Pour la direction d'Altice, c'est un camouflet. Le tribunal judiciaire de Paris a rendu son jugement, ce mardi, concernant le nouveau plan social de 1.700 personnes, soit un salarié sur cinq, chez SFR. L'institution ne mâche pas ses mots. Elle estime que la mise en place des coupes d'effectifs a été réalisée de manière « déloyale », comme les syndicats le dénoncent depuis des mois. L'opérateur au carré rouge, propriété du milliardaire Patrick Drahi, est condamné à payer 10.000 euros de dommages et intérêts à la CFDT, à la CFTC, à l'Unsa et au Comité social et économique (CSE) central de l'unité économique et sociale de SFR. Le groupe de Patrick Drahi devra, également, leur reverser 4.000 euros au titre des frais de procédure.
Le tribunal a ainsi donné raison aux syndicats. Ceux-ci accusaient la direction de SFR de les avoir roulé dans la farine. Selon eux, les dirigeants du groupe se sont préparés dès 2020 à tailler dans les effectifs, alors qu'un accord, baptisé « New Deal » et visant à maintenir l'emploi, courrait jusqu'au 31 décembre cette même année. « Le projet de réorganisation était déjà en germe », souligne le jugement, auquel La Tribune a eu accès.

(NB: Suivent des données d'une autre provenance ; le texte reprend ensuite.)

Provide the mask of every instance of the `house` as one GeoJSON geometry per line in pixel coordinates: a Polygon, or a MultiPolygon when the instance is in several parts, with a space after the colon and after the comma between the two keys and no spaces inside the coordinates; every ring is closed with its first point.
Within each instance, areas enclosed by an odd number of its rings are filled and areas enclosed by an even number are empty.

Les justifications de SFR passées à la sulfateuse
A l'automne 2020, SFR a en effet arrêté ses orientations stratégiques pour les trois prochaines années. Celles-ci n'avaient rien d'alarmant sur le plan économique et social. Mais en février 2021, et alors que l'accord « New deal » était arrivé à échéance, la direction de l'opérateur a brusquement changé son fusil d'épaule. Dans une lettre aux syndicat, mi-février, elle argue que « la crise sanitaire a causé un bouleversement sans précédent ». Elle ajoute que « l'intensité concurrentielle croissante » sur le marché des télécoms, ou encore « l'interdiction d'(utiliser des antennes) Huawei (pour déployer la 5G) » nécessitent une réouverture des orientations stratégiques. Celles-ci sont dévoilées début mars. Elles insistent sur la « nécessité d'adaptation » du groupe. Ce qui passera par un plan social.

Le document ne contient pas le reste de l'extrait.